The hot topic this campaign season has, without a doubt, been the county's diversity program, which helps spread out pockets of poverty so as to limit the divide between wealthy communities and their poorer cousins.
Last week's forum between Chris Malone, Rita Rakestraw and Debbie Vair, rarely strayed from that topic.
But the truth is, we should be electing school board members on a much broader scale of criteria.
Among other important measuring sticks, voters should consider topics as far-reaching as how the candidates will attack dropout rates and how the candidates will represent school interests in their dealings with Wake County commissioners.

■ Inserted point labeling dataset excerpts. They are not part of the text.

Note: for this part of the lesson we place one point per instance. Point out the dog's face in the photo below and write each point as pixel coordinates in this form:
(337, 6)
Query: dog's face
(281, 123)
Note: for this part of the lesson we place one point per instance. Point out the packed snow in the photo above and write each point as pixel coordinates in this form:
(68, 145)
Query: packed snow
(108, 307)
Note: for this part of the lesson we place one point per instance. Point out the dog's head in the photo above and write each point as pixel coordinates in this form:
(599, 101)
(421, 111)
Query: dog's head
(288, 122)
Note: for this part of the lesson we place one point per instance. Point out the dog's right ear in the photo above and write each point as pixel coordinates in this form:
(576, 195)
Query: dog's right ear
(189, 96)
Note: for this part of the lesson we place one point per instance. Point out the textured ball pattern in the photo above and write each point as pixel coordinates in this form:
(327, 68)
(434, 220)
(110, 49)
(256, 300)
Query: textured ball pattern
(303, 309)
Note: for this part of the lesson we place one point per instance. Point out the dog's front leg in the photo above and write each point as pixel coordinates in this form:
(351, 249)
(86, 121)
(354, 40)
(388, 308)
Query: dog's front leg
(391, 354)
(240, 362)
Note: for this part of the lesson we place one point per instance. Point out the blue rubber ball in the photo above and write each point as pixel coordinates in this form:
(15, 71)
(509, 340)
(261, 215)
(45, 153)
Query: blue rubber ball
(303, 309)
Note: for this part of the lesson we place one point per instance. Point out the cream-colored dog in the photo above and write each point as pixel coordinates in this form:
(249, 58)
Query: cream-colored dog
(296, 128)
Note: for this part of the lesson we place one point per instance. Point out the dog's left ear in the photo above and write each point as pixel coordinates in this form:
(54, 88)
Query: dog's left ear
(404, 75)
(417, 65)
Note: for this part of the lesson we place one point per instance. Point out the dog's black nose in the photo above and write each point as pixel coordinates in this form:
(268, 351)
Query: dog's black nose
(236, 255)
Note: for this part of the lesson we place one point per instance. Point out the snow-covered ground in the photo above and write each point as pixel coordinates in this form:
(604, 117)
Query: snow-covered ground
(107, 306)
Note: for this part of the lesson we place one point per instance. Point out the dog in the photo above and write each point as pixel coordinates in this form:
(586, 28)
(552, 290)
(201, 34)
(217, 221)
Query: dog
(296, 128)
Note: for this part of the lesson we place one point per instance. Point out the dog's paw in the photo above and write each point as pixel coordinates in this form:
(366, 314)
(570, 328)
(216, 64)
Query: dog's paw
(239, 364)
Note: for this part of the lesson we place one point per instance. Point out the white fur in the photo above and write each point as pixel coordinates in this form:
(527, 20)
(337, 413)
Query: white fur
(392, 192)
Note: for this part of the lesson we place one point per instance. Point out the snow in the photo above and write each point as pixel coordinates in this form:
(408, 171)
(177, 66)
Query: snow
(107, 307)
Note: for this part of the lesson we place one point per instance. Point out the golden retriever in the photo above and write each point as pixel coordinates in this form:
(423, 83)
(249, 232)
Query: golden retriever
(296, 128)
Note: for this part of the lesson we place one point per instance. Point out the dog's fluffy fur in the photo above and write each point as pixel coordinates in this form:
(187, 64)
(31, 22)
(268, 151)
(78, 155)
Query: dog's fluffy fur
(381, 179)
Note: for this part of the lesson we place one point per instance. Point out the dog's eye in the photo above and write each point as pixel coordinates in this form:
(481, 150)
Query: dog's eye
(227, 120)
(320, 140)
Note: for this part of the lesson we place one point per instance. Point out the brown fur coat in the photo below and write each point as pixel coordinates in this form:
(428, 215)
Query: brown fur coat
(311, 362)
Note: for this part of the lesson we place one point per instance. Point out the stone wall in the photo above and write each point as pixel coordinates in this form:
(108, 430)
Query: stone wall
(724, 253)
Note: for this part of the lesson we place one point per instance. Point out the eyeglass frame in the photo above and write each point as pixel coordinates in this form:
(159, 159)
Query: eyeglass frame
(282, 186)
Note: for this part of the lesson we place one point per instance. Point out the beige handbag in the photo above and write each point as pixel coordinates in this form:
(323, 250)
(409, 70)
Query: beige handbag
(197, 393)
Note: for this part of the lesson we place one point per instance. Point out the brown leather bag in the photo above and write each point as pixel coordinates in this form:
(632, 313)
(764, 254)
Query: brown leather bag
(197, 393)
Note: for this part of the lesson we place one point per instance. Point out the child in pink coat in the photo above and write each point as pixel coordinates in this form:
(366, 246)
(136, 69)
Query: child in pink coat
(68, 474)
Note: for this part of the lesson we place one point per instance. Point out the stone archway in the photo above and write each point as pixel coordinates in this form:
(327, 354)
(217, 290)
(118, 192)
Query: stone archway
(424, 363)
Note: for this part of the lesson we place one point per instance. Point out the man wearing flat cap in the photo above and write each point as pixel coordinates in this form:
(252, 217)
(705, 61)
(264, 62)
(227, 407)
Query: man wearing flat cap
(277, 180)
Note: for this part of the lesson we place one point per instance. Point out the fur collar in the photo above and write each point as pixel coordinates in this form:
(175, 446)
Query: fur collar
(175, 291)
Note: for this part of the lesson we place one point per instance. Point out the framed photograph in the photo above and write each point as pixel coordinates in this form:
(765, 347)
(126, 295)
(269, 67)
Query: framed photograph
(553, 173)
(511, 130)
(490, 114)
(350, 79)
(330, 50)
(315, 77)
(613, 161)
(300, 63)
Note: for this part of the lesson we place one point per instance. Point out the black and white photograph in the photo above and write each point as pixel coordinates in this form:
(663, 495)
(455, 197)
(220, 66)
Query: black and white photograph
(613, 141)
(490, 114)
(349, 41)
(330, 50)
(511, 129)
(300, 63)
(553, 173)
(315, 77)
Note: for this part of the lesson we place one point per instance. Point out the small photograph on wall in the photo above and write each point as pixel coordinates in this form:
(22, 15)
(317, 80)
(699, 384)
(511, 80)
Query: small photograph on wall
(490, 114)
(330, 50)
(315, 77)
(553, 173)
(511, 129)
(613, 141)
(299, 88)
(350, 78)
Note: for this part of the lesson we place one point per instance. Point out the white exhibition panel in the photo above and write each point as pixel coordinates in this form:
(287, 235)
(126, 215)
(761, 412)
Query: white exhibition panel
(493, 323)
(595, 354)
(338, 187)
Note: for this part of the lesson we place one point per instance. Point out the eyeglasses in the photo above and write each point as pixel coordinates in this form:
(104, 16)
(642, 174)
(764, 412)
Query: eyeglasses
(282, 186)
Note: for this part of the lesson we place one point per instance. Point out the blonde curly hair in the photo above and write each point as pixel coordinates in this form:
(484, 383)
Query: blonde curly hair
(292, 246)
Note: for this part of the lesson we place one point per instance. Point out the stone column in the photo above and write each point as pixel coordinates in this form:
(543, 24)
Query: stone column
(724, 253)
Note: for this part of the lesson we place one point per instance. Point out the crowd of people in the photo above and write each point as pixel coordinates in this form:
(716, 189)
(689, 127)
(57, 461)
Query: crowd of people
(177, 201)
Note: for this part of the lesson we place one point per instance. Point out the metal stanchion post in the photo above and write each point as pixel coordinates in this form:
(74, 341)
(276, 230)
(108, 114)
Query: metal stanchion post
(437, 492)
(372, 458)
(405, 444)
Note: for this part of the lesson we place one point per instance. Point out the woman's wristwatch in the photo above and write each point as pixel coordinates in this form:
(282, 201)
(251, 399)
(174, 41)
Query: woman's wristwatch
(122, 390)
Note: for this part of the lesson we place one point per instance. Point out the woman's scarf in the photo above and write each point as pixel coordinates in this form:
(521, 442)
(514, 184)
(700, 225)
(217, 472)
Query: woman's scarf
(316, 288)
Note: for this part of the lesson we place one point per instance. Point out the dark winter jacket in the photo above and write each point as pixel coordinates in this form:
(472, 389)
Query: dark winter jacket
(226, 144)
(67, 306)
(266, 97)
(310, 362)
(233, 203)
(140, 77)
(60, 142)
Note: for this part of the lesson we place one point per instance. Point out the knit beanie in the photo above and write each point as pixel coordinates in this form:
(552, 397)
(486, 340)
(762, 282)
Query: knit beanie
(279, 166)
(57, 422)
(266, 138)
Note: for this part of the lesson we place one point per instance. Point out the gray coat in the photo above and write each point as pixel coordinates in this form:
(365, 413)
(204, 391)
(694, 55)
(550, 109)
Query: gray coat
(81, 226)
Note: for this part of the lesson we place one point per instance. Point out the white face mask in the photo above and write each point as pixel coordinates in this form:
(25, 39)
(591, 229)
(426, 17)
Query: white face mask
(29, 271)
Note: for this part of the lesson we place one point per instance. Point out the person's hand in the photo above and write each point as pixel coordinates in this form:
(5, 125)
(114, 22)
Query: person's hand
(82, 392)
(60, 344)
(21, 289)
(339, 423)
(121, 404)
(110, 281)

Dropouts cost everyone. They are more likely to need public assistance as adults. That means the rest of us will pay our tax dollars into retraining efforts and other human service programs that should be reserved for people who find themselves at the mercy of public largesse through no fault of their own.
Dealing with county commissioners has long been a tricky task. County commissioners watch each year as a hulking portion of their revenues are gobbled up by the school system for expenses county commissioners can't control.
The relationship between the two boards has been icy at best and that's bad for everyone when politics becomes more important that sound public policy.
For all the noise devoted to diversity policy, it's been hard to learn much else that would allow the voters to put the best candidate in that seat come Election Day.